Ertragsmaximierung - Vor- und Nachteile?

  • Hallo Zusammen,
    die Eingangsfrage ist nach meiner Auffassung schon falsch gestellt. Man kann aus den Bienen nicht mehr herausquetschen als diese eintragen. Nur ganzjährig gut versorgte Völker (Pollen und Aufbautrachten) sind überhaupt in der Lage Erträge zu bringen. Der Wald, sofern es Honigtautracht ist, ist wie die Heide, Schwerstarbeit für die Bienen. Ein Fehler der bei der Waldtracht immer wieder gemacht wird ist, dass zu spät aus dem Wald abgewandert wird. Anderseits ist es immer noch besser zwei Spättrachtvölker zu vereinigen und dem Volk damit die Möglichkeit zu geben zu Überwintern, als zwei schwache Völker in den Winter zu schicken.
    Gruß Eisvogel

    Man tut was man kann, hieß es früher. Heute glauben alle sie müssen tun was sie nicht können. P. Sloterdijk

  • Sorry Eisvogel wenn ich die Frage falsch gestellt habe. Hab die Frage halt aus dem Thread Honigräume auf- oder untersetzen abgeleitet, damit dieser nicht zerredet wird. Was ich jetzt aber interessant finde ist, daß jeder was anderes unter Ertragsmaximierung versteht. Ich denke jeder will ja einen "Ertrag" von den Bienen und sei`s nur mit dem Liegestuhl vorm Flugloch zu sitzen um zuzuschauen. Die Frage müßte wahrscheinlich eher heißen: Ab welchem Ertrag schadet man den Bienen, Aber auch hier kann man nur drüber philosophieren. Die Bienen werden uns schon zeigen wenn das Ende der Fahnenstange erreicht ist.


    LG Georg

  • Servus beinand
    Komische Diskussion.... Ist es nicht so, je mehr die Bienen sammeln (können), desto länger bleiben sie in Brut, desto mehr Bienen gibts im Volk, desto mehr Jungvölker kann man machen, desto mehr Winterbienen werden aufgezogen, desto höher die Überlebensrate im Winter, desto besser gehts dem Volk?

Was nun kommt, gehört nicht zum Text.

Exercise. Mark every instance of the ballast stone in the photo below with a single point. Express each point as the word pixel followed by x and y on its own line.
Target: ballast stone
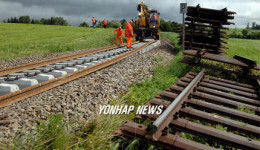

    Oder andersrum.... Ist es nicht so, je früher der Kasten voll ist (Honig, Bienen), desto eher begeben sich die Bienen zur Ruhe, desto weniger wird gebrütet, desto kleiner wird das Volk, desto weniger Winterbienen werden aufgezogen, desto höher das Überwinterungsrisiko?
    Man sagt, glaub ich, die Völker vergammeln.


    Also Leute... Ich bin der Überzeugung, in einen Jahr, in dem es viel Honig (Ausnahme später Waldhonig) zu ernten gibt, stehen die Völker im Winter besser da als in Jahren, in denen das Wetter nicht mitspielt.


    Ihr macht bei dieser Diskussion einen Fehler: Ihr seht immer die einzelne Biene, die sich abrackern muß. Ich sehe das ganze Volk als einen Organismus an.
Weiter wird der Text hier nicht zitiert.